In praise of schism (sort of)!
“Gimme a break!” is usually a plea for understanding. You are explaining why you were late and your partner says “This is the third time this week”; so you say “Gimme a break”. Notice, you are not denying that you have been late three times: you just want the complaints to stop.
Church relations can be similar. You can be explaining how you view a certain doctrine or ethical stance, and the person you are talking to seems to have no interest in your views. Instead you get an earful of his views, and how yours are way off the mark. In this case, if you say “Gimme a break”, the reply might be “I certainly will!” In more robust times, the break was in the neck bones, as he had you hanged for heresy, but in these more enlightened times, the break is just a little schism.
Now, you have to admit that the little schism is a good deal better than the hanging. But is it therefore a good thing?
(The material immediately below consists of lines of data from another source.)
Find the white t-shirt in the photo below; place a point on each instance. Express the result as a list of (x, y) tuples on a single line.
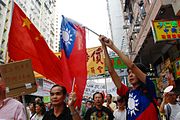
[(119, 115), (174, 110)]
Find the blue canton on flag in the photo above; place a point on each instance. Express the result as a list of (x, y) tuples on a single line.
[(67, 36)]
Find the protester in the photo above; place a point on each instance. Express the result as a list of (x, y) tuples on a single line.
[(31, 110), (177, 116), (110, 104), (37, 99), (60, 111), (48, 106), (169, 106), (140, 104), (98, 112), (84, 108), (120, 112), (40, 110), (10, 109)]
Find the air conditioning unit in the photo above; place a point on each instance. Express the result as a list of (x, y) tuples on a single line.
[(125, 26), (136, 30), (126, 17), (137, 23)]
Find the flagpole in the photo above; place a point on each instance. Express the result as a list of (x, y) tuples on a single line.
[(92, 31), (73, 85)]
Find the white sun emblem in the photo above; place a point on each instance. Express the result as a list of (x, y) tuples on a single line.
[(66, 34), (132, 104)]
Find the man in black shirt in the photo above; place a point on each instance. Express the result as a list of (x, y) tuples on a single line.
[(60, 111), (98, 111)]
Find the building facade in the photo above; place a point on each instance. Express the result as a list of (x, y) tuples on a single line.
[(116, 22), (162, 56), (42, 14)]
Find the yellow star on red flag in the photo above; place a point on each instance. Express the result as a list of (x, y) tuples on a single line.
[(26, 22)]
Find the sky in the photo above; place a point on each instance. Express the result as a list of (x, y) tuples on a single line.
[(90, 13)]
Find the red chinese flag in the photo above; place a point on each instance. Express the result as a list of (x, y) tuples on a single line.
[(25, 42), (73, 49)]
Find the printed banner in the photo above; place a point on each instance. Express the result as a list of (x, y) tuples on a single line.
[(164, 30), (177, 67), (95, 61), (118, 63), (99, 85)]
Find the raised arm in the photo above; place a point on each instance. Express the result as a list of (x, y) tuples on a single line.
[(71, 102), (141, 76), (116, 79)]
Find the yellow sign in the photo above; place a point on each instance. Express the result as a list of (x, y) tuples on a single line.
[(19, 78), (164, 30), (95, 61)]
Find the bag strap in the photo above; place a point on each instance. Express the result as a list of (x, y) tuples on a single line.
[(149, 97), (168, 112)]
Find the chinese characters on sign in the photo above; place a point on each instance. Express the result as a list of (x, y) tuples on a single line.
[(95, 61), (18, 77), (166, 30)]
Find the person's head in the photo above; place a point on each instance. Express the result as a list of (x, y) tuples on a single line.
[(89, 103), (48, 105), (37, 99), (109, 98), (32, 107), (57, 95), (98, 98), (2, 89), (121, 101), (171, 97), (132, 78), (40, 108)]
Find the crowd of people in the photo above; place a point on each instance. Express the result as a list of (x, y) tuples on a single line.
[(136, 103)]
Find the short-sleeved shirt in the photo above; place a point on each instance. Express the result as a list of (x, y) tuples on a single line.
[(12, 110), (65, 115), (112, 105), (139, 106), (95, 114)]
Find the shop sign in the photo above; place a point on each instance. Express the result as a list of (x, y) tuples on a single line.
[(177, 67), (165, 30)]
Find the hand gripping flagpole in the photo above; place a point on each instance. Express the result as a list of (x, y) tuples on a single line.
[(72, 90), (91, 31), (81, 25)]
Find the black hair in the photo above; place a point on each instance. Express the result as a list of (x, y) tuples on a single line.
[(43, 109), (121, 98), (110, 95), (98, 93), (63, 88), (141, 66)]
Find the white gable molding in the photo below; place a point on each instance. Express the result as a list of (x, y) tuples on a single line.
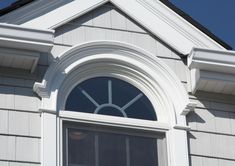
[(123, 61), (212, 70), (23, 37), (157, 18)]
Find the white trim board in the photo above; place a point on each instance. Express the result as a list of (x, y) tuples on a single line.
[(212, 71), (165, 23)]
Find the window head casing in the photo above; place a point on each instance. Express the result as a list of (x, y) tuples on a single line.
[(130, 64)]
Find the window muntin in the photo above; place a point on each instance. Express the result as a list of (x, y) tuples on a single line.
[(110, 96), (87, 145)]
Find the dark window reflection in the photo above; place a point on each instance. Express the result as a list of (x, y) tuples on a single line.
[(92, 148), (110, 96)]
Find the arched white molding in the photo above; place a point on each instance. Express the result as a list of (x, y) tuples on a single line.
[(123, 61)]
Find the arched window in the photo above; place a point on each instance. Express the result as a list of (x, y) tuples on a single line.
[(97, 145), (109, 103), (110, 96)]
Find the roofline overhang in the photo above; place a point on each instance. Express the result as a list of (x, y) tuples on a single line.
[(212, 71), (165, 24), (20, 45)]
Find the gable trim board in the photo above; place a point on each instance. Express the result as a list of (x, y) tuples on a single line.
[(20, 47), (158, 19), (212, 71)]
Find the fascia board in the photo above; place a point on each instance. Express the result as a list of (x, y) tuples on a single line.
[(216, 68), (212, 60), (167, 25), (64, 14), (20, 37), (157, 18)]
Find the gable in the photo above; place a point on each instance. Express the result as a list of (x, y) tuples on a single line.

Well, maybe. Just as I am sure that when a married relationship has turned poisonous, sometimes the best solution, both for the couple themselves and for their children, may be divorce; so I believe that when the Gospel of Christ is being darkened by the kind of disagreements that lead to “envy, hatred and malice, and all uncharitableness” as the Prayer Book Catechism puts it, then a schism may be the lesser of two evils.
Not that that makes all schisms admirable, any more than all divorces are right. And even if I support divorce in certain circumstances, and remarriage after divorce in certain circumstances, this does not negate the fact that I would much rather that the couple involved had the charity and purpose to reconcile their differences, or live with them, rather than expose themselves and their children to the uncertainties of separation. In the same way, though I support schisms in certain circumstances (how could I not, being an Anglican?), nevertheless I would infinitely prefer that Christians of different views could have the charity and the maturity to live with these differences.
That, I believe, is what the present turmoil in the Anglican Churches (notice my avoidance of Communion!) is about.